Man kann nur hoffen, dass das britische Referendum einen heilsamen Schock in der EU auslöst. Denn unabhängig vom Ergebnis ist klar: Die Europäische Idee und damit die EU müssen sich emotional grundlegend neu erfinden. Nur wenn die Bürger wieder spüren, was sie an gemeinsamen Interessen und Werten mit anderen Europäern verbindet, lassen sich die überall auf dem Kontinent zunehmenden Fliehkräfte bannen. Und das Projekt Europa hätte eine neue, bessere Zukunft.

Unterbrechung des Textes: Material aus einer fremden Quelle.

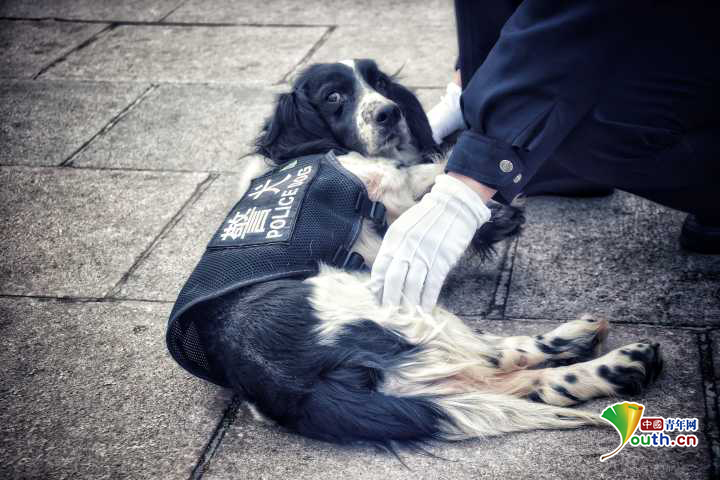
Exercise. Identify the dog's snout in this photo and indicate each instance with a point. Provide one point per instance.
(387, 115)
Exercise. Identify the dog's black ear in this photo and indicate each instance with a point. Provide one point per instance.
(415, 116)
(294, 130)
(268, 143)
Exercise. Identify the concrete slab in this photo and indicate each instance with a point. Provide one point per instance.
(44, 123)
(163, 273)
(27, 47)
(88, 391)
(429, 97)
(191, 54)
(184, 127)
(133, 10)
(70, 232)
(617, 256)
(427, 53)
(470, 288)
(248, 445)
(314, 12)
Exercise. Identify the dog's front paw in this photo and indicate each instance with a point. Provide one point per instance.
(631, 368)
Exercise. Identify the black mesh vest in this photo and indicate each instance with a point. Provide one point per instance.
(310, 210)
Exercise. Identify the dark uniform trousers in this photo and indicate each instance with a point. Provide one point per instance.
(617, 94)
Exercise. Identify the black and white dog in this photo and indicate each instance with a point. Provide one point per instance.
(322, 357)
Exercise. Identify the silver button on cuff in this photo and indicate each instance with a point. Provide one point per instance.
(506, 166)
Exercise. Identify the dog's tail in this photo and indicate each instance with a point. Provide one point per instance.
(342, 408)
(505, 221)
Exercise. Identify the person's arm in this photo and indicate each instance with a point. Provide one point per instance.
(543, 75)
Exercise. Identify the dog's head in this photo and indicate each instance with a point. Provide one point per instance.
(347, 106)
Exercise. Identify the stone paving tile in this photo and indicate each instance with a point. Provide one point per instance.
(27, 47)
(342, 12)
(70, 232)
(617, 256)
(429, 97)
(88, 391)
(256, 450)
(428, 53)
(44, 123)
(190, 54)
(184, 127)
(163, 273)
(127, 10)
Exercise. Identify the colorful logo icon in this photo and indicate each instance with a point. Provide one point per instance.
(625, 417)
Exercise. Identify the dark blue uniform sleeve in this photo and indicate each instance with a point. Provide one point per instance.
(544, 73)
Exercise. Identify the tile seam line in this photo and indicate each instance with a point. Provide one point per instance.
(63, 56)
(708, 382)
(503, 279)
(174, 9)
(216, 438)
(111, 123)
(163, 23)
(94, 168)
(305, 58)
(200, 189)
(698, 328)
(513, 255)
(71, 299)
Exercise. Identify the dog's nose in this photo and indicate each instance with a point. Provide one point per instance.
(387, 115)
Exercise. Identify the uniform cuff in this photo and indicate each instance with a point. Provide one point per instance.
(487, 160)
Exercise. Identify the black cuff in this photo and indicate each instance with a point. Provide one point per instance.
(489, 161)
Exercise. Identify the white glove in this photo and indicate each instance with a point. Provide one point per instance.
(446, 116)
(425, 242)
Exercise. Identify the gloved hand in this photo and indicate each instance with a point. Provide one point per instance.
(425, 242)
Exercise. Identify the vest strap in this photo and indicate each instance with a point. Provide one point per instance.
(374, 211)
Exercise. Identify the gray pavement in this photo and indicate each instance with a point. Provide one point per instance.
(123, 127)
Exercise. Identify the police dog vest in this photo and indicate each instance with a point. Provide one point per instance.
(310, 210)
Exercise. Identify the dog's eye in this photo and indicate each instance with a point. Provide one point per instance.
(334, 97)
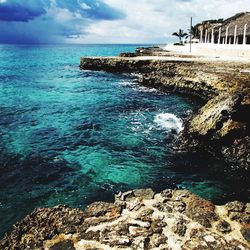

Bei dieser großen Aufgabe machen derzeit fast alle Politiker der EU eine schlechte Figur – und in Deutschland allen voran die Kanzlerin. Anders als ihr christdemokratischer Vorgänger Helmut Kohl konnte Angela Merkel das historische Einmalige der EU bislang nicht in angemessene Worte oder gar symbolische Gesten fassen. Damit fehlen ein Gesicht, eine Geschichte, die bei den Bürgern eine positive Grundstimmung für Europa erzeugen – von politischer Leidenschaft für die europäische Idee ganz zu schweigen. Zwar sieht es in dieser Hinsicht in anderen Mitgliedstaten noch trüber aus. Aber das ist kein Trost.

Helmut Schmidt hat einmal gesagt, wer Visionen hat, solle zum Arzt gehen. Für Europa gilt: Ohne Visionen ist der Patient bald tot. Und dies wäre eine Katastrophe von wahrlich historischem Ausmaß.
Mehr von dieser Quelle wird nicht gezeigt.